I like to say that the photographer makes the photograph, not the camera. A camera is just a tool.
That is absolutely true. Cameras don’t create photographs by themselves. The photographer chooses what to point the camera at, the framing, the settings.
It’s also true that the camera influences the photographs you make. It’s not possible to make the same photographs with every camera out there. A pinhole camera is going to create a different photograph than a dSLR. An iPhone is going to create a different photograph than a large format film camera. Each camera has differences.
So the photographer makes the photograph, but only within the range of parameters available from the camera.
When I choose my tool, the iPhone right now, I am choosing a range to work within.
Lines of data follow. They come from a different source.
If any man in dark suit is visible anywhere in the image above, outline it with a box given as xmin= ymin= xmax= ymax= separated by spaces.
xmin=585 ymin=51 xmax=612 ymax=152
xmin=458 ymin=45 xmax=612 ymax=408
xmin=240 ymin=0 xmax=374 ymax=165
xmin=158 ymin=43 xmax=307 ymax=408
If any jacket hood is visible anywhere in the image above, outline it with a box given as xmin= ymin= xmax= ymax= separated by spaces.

I am choosing both the limitations and the options, the advantages and disadvantages, of the specific camera system. That in turn influences the images I create.
I tell people the iPhone changed my art. It changed how and when I take photographs, it changed what I take photographs of, it changed what I do with them. All this fundamental change, because of the tool I use.
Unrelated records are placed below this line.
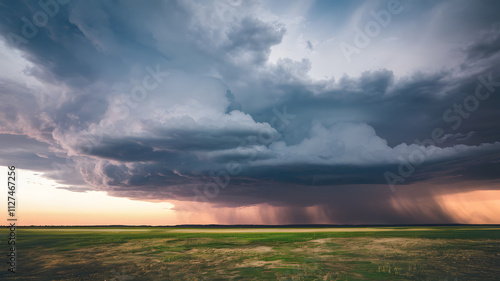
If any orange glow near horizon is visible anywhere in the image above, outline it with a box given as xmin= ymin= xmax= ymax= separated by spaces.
xmin=0 ymin=168 xmax=500 ymax=225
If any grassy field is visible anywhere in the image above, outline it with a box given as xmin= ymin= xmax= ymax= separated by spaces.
xmin=0 ymin=227 xmax=500 ymax=281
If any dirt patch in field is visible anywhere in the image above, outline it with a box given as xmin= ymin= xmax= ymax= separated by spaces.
xmin=236 ymin=260 xmax=282 ymax=268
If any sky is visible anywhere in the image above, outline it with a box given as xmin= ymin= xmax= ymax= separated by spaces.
xmin=0 ymin=0 xmax=500 ymax=225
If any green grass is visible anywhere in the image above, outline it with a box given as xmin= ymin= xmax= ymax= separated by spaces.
xmin=0 ymin=226 xmax=500 ymax=281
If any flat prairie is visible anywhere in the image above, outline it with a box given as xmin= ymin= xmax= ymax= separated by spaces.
xmin=0 ymin=226 xmax=500 ymax=281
The camera I am using influences me as much as I influence the images coming from the camera. It’s a give and take.
As much as photographers might get frustrated with the ever-present gear obsession and the question, “What camera do you use?” As much as we might want to say the camera doesn’t matter, it’s the photographer…
The reality is, the camera we use does matter. How could it not? It’s the fundamental tool we use to create our art.
Your turn: How does your camera influence you?